A few companionable moments later Scully insists on taking
her own temperature, she all she does is look at him in the
silence that comes of an mercury bulb stuck firmly under her
tongue. Doggett catches her eye and looks vaguely amused,
slightly nostalgic for something she can't define, before
turning his gaze to the screen as a car tumbles and spins
into the air. They wince in unison and breathe a sigh of
relief when the driver walks out unscathed.

"I knew that would happen," Doggett defends himself slightly
when Scully shoots him an arch look. "It's a *re*play."

She rolls her eyes and pulls the thermometer out from her
mouth. There's a faint tinny sound in her ears. "A hundred,"
she finally says, holding the slim glass rod up to the light
and tracing the path of silver with her gaze.

He leans over to get a closer look. "That's okay. For now."

"I just have to sleep the rest off."

Accepting her diagnosis, he nods and switches off the
television. The faint ringing that had started to rebuild
fades. "Do you feel like eating?"

"Not yet," she admits, looking at her watch. "Maybe in about
an hour." Her stomach feels calmer now, and she could
probably succeed in eating a horse if she felt like it. Only
thing is, she doesn't.

"All right. Get some rest. I'll see about gettin' you
something to eat," he adds, standing up.

"*Not* pizza." Her sense of balance churns at the thought.

"I can cook. I'll fix something for you. Chicken soup,
even."

She tips her head, curious but unsurprised. Scully has seen
Doggett sleeping in the shell of an idyllic domesticity. She
doesn't doubt for a second that he could probably
outcook her if she challenged him.

"Thank you," she says, and she means it for today, for
the last few weeks, few months, everything.

They look at each other for a long moment. He doesn't seem
to want to walk away, not yet. "Agent Scully?" he asks
quietly.

"Yes, Agent Doggett?"

"I do, you know that."

She has no idea what he's talking about, but he says it with
such conviction and sincerity that she believes him. "I
know," she says simply.

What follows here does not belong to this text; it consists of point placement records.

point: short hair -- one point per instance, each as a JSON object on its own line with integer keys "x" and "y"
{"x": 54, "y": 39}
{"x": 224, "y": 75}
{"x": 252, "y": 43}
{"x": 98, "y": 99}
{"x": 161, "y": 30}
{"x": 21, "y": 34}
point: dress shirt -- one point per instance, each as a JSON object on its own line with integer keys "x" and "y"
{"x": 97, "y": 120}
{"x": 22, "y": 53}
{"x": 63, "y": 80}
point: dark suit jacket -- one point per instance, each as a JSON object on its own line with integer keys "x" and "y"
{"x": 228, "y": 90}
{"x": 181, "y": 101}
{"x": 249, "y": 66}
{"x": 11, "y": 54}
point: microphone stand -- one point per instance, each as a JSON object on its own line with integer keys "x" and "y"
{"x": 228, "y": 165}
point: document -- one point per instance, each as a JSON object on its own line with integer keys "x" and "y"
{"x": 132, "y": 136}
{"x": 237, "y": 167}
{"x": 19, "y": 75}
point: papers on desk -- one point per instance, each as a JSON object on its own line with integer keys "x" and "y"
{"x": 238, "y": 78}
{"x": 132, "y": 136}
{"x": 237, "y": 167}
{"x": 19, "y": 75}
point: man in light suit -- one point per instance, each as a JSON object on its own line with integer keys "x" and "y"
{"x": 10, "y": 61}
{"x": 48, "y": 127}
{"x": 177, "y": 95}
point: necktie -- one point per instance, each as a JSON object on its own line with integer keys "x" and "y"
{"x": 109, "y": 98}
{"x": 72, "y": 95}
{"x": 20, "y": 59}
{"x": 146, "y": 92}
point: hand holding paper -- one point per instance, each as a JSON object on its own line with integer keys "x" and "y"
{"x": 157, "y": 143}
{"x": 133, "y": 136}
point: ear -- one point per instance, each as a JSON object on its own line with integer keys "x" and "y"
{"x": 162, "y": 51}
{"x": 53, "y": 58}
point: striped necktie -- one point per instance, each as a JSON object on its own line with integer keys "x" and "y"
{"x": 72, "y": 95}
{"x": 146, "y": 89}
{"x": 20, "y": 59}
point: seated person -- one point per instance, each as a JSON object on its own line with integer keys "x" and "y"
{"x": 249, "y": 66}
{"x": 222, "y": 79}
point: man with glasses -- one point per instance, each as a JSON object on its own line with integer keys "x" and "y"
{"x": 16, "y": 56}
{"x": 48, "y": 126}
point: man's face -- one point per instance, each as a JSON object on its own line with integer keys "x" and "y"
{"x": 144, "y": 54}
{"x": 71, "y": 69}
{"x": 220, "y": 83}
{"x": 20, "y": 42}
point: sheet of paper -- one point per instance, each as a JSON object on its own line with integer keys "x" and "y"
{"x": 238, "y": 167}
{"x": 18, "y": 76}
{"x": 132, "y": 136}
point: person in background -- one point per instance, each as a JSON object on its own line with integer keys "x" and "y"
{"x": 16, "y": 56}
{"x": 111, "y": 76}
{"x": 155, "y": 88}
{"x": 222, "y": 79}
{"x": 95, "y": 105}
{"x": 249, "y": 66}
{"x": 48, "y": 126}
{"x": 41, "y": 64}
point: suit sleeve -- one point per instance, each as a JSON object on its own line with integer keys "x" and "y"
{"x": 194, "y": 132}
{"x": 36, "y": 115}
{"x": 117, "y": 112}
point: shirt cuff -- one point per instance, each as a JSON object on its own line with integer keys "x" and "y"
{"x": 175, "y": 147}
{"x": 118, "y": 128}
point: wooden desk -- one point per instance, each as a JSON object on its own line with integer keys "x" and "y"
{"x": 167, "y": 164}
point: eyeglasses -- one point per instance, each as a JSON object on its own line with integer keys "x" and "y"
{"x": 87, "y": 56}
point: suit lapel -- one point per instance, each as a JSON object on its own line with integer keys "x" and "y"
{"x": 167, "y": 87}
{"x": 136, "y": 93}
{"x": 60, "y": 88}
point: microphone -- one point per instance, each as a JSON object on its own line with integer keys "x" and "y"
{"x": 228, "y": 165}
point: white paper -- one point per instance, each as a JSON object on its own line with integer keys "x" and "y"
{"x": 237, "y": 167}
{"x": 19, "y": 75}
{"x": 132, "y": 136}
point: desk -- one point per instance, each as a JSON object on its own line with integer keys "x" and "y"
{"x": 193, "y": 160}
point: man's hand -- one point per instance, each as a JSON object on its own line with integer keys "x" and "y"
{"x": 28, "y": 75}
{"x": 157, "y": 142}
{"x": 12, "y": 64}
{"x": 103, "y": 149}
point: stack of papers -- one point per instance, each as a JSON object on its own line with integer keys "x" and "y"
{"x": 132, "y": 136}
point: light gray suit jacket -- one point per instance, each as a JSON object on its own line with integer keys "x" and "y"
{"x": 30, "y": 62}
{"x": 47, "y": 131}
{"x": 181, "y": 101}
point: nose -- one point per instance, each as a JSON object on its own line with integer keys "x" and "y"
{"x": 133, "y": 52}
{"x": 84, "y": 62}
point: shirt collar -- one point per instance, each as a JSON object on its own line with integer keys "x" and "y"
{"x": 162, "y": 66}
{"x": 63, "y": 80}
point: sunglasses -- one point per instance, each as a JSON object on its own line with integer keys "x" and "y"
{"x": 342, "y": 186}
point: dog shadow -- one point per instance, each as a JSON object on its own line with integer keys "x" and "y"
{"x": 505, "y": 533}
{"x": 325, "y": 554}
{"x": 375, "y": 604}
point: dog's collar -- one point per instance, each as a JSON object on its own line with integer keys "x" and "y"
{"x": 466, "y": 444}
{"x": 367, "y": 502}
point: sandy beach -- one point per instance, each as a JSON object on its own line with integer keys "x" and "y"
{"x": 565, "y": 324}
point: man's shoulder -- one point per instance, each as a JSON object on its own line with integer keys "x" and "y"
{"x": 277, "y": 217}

Her eyelids slip shut against his
solemn nod and she drifts on dream again, knowing she won't
float far with his presence to keep her grounded.

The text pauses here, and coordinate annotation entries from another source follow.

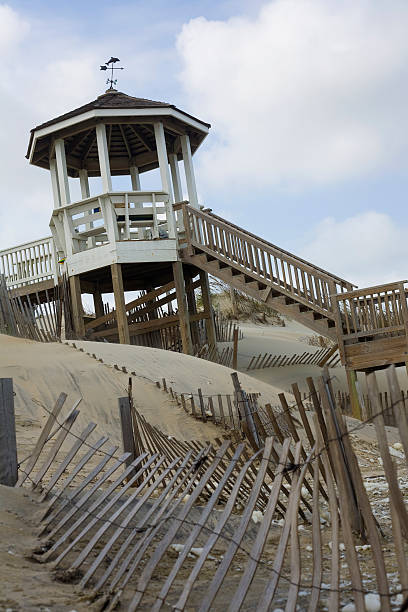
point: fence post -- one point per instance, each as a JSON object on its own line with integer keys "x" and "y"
{"x": 128, "y": 437}
{"x": 235, "y": 353}
{"x": 8, "y": 445}
{"x": 243, "y": 401}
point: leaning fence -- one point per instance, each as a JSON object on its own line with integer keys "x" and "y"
{"x": 235, "y": 523}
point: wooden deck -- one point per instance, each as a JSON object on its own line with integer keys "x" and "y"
{"x": 372, "y": 326}
{"x": 291, "y": 285}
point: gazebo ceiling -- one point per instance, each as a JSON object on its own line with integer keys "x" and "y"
{"x": 129, "y": 130}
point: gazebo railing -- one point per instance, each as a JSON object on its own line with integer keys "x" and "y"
{"x": 113, "y": 217}
{"x": 31, "y": 262}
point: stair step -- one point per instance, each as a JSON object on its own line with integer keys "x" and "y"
{"x": 253, "y": 285}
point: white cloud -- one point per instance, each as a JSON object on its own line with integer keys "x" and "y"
{"x": 48, "y": 70}
{"x": 309, "y": 92}
{"x": 366, "y": 249}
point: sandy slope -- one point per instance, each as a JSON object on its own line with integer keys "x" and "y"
{"x": 42, "y": 371}
{"x": 25, "y": 584}
{"x": 183, "y": 373}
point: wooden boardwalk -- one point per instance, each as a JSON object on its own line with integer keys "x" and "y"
{"x": 141, "y": 529}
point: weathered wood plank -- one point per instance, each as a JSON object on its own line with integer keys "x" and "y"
{"x": 8, "y": 444}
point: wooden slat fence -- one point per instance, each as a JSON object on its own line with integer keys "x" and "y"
{"x": 292, "y": 276}
{"x": 267, "y": 360}
{"x": 224, "y": 328}
{"x": 140, "y": 531}
{"x": 35, "y": 318}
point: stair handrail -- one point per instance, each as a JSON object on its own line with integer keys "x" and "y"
{"x": 293, "y": 259}
{"x": 336, "y": 278}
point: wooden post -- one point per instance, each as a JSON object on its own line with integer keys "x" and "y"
{"x": 243, "y": 404}
{"x": 233, "y": 297}
{"x": 8, "y": 445}
{"x": 235, "y": 353}
{"x": 134, "y": 177}
{"x": 354, "y": 399}
{"x": 103, "y": 155}
{"x": 54, "y": 183}
{"x": 184, "y": 316}
{"x": 98, "y": 304}
{"x": 120, "y": 307}
{"x": 165, "y": 176}
{"x": 128, "y": 437}
{"x": 192, "y": 309}
{"x": 77, "y": 312}
{"x": 84, "y": 183}
{"x": 189, "y": 170}
{"x": 62, "y": 174}
{"x": 209, "y": 322}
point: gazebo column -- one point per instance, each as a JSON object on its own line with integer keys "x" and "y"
{"x": 175, "y": 176}
{"x": 192, "y": 309}
{"x": 165, "y": 176}
{"x": 184, "y": 315}
{"x": 189, "y": 170}
{"x": 104, "y": 167}
{"x": 177, "y": 189}
{"x": 84, "y": 183}
{"x": 98, "y": 303}
{"x": 77, "y": 309}
{"x": 85, "y": 194}
{"x": 135, "y": 178}
{"x": 120, "y": 306}
{"x": 54, "y": 183}
{"x": 206, "y": 296}
{"x": 62, "y": 173}
{"x": 103, "y": 155}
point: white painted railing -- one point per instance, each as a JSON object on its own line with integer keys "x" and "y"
{"x": 113, "y": 217}
{"x": 31, "y": 262}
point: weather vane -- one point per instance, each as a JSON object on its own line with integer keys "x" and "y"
{"x": 110, "y": 66}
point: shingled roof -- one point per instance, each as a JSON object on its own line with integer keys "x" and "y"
{"x": 114, "y": 99}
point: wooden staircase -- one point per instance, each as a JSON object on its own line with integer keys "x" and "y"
{"x": 289, "y": 284}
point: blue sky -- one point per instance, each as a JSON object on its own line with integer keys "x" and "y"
{"x": 307, "y": 101}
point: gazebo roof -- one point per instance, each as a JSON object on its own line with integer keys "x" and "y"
{"x": 130, "y": 133}
{"x": 114, "y": 99}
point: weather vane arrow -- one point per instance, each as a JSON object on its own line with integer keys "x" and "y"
{"x": 109, "y": 65}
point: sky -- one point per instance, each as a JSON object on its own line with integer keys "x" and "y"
{"x": 307, "y": 100}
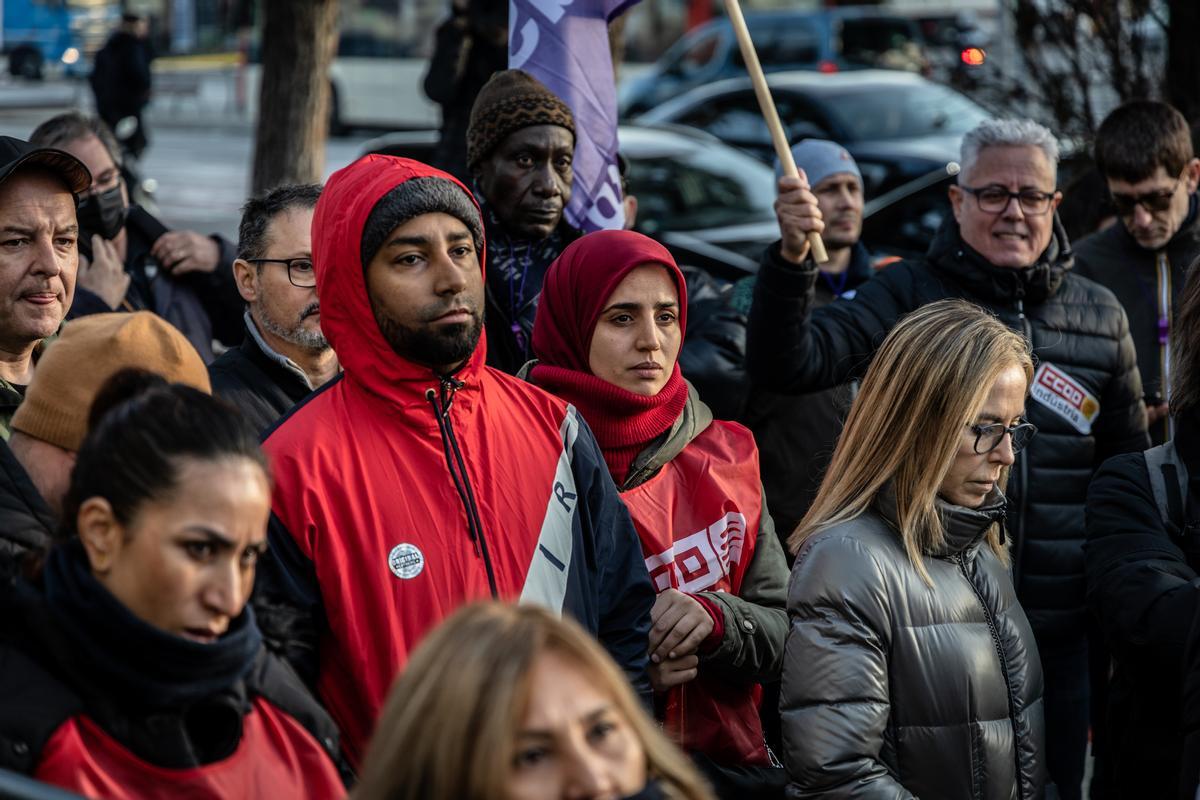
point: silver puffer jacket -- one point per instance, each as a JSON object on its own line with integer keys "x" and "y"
{"x": 893, "y": 689}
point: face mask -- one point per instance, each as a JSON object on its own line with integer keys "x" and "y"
{"x": 102, "y": 214}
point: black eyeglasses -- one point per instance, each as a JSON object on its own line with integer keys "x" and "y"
{"x": 300, "y": 270}
{"x": 988, "y": 437}
{"x": 1152, "y": 202}
{"x": 994, "y": 199}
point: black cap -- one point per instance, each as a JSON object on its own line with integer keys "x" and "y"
{"x": 16, "y": 154}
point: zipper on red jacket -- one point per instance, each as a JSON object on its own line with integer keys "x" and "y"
{"x": 441, "y": 401}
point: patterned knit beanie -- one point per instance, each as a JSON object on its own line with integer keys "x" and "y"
{"x": 511, "y": 100}
{"x": 412, "y": 199}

A few moments pass before she hears his footsteps moving
away, heading towards her kitchen. The world seems so much
calmer to her, now that the brunt of the fever has passed
and the pain in her head has lessened. She leans her head
back into the couch and lets the soft sounds of Doggett
moving around in her kitchen fade into the cool blueness in
her mind.

Somewhere in her head, the phones have all stopped ringing.